Теперь я ничего такого сделать не могу. Я должен представить эту бумагу на рассмотрение парламента. Их там семьдесят пять человек, в этом парламенте, и они, стоит только появиться какому-нибудь предложению, тут же кидаются в драку, как цепные собаки. «Во-первых, — вопят они, — где взять денег?» Они говорят: «Нельзя дать работу ещё десяти тысячам офицеров без того, чтобы не иметь деньги на выплату десяти тысяч жалований». И даже тогда, когда вам удаётся прийти к какому-нибудь соглашению, кто займется отбором этих самых новых офицеров службы безопасности? Кто будет ими управлять?
В общем, они так орут друг на друга, спорят, изрыгают гром и мечут молнии, и в конце концов ничего не происходит. Гэри, мне не подвластны даже такие мелочи, как выключенные огни на куполе, которые вы заметили. Сколько это будет стоить? Кто за это отвечает? Нет, конечно, их починят, но на это уйдёт несколько месяцев. Вот что такое демократия.
— Как мне помнится, — сказал Селдон, — Император Клеон тоже всё время жаловался, что не может делать того, что хочет.
— У Императора Клеона, — желчно проговорил Агис, — было два первоклассных премьер-министра — вы и Демерзель, и вы оба трудились в поте лица, стараясь, чтобы ваш повелитель не отколол какой-нибудь глупости. А у меня семьдесят пять премьер-министров, и все глупцы известные. Гэри, скажите честно, вы же ко мне пришли не за тем, чтобы пожаловаться, что дважды подверглись нападению?
— Нет, не за этим. Причина намного хуже. Сир… Агис… мне нужны деньги.
Император изумленно уставился на него.
— Это после всего, что я только что сказал? Гэри, у меня нет денег. О да, у меня есть деньги для поддержания в порядке этого здания, но, для того чтобы их получить, я должен опятьтаки столкнуться со своими семьюдесятью пятью законодателями. И если вы думаете, что я могу пойти к ним и заявить: «Мне нужны деньги для моего приятеля Гэри Селдона» — и они мне отвалят хотя бы четверть нужной суммы примерно этак годика через два, вы жестоко ошибаетесь. Этого не будет. — Пожав плечами, он добавил более мягко: — Поймите меня правильно, Гэри. Я бы хотел помочь вам, если бы только мог. А особенно мне бы хотелось вам помочь из-за вашей прекрасной внучки. Вот я смотрю на неё и готов отдать вам всё, что у меня есть, все деньги… если бы они у меня были.

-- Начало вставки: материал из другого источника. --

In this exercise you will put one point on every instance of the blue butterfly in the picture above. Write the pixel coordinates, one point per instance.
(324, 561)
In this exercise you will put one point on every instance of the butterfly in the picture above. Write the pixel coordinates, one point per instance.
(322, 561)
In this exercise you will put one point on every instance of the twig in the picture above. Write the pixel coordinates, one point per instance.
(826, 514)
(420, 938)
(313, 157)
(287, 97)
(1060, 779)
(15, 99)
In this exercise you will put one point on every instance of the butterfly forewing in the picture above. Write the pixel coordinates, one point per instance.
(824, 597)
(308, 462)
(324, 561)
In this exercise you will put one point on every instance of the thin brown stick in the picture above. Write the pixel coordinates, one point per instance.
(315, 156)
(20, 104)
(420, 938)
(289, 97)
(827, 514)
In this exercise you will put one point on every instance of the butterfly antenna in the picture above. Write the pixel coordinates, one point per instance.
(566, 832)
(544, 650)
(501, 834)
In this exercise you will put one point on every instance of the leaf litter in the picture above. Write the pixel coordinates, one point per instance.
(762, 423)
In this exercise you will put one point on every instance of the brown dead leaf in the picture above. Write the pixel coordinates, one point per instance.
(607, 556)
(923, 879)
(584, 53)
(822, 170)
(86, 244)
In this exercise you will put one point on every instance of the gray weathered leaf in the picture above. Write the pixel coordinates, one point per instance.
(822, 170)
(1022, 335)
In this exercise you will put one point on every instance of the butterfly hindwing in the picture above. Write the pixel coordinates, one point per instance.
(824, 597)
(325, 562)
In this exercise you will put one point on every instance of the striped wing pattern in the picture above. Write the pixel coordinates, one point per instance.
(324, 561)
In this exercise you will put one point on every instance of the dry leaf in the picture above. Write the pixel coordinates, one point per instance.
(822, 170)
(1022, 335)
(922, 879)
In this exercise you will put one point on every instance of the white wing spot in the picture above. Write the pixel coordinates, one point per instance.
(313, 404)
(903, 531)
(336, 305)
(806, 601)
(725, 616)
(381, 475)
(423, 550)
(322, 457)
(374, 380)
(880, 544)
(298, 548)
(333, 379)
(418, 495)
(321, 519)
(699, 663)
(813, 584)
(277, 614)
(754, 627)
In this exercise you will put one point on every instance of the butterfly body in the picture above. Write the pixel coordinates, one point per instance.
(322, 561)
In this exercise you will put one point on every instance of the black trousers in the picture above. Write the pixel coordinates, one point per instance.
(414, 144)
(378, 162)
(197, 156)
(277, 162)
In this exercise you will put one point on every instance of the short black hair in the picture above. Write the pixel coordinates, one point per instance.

— Агис, — сказал Селдон, — если я не получу субсидию, психоистория обречена на гибель — после сорока лет трудов.
— Но она же всё равно зашла в тупик после сорока лет трудов, так зачем же так сокрушаться?
— Агис, — сказал Селдон, — значит, мне нечего больше делать. Нападали на меня только потому, что я психоисторик. Люди считают меня вестником несчастий.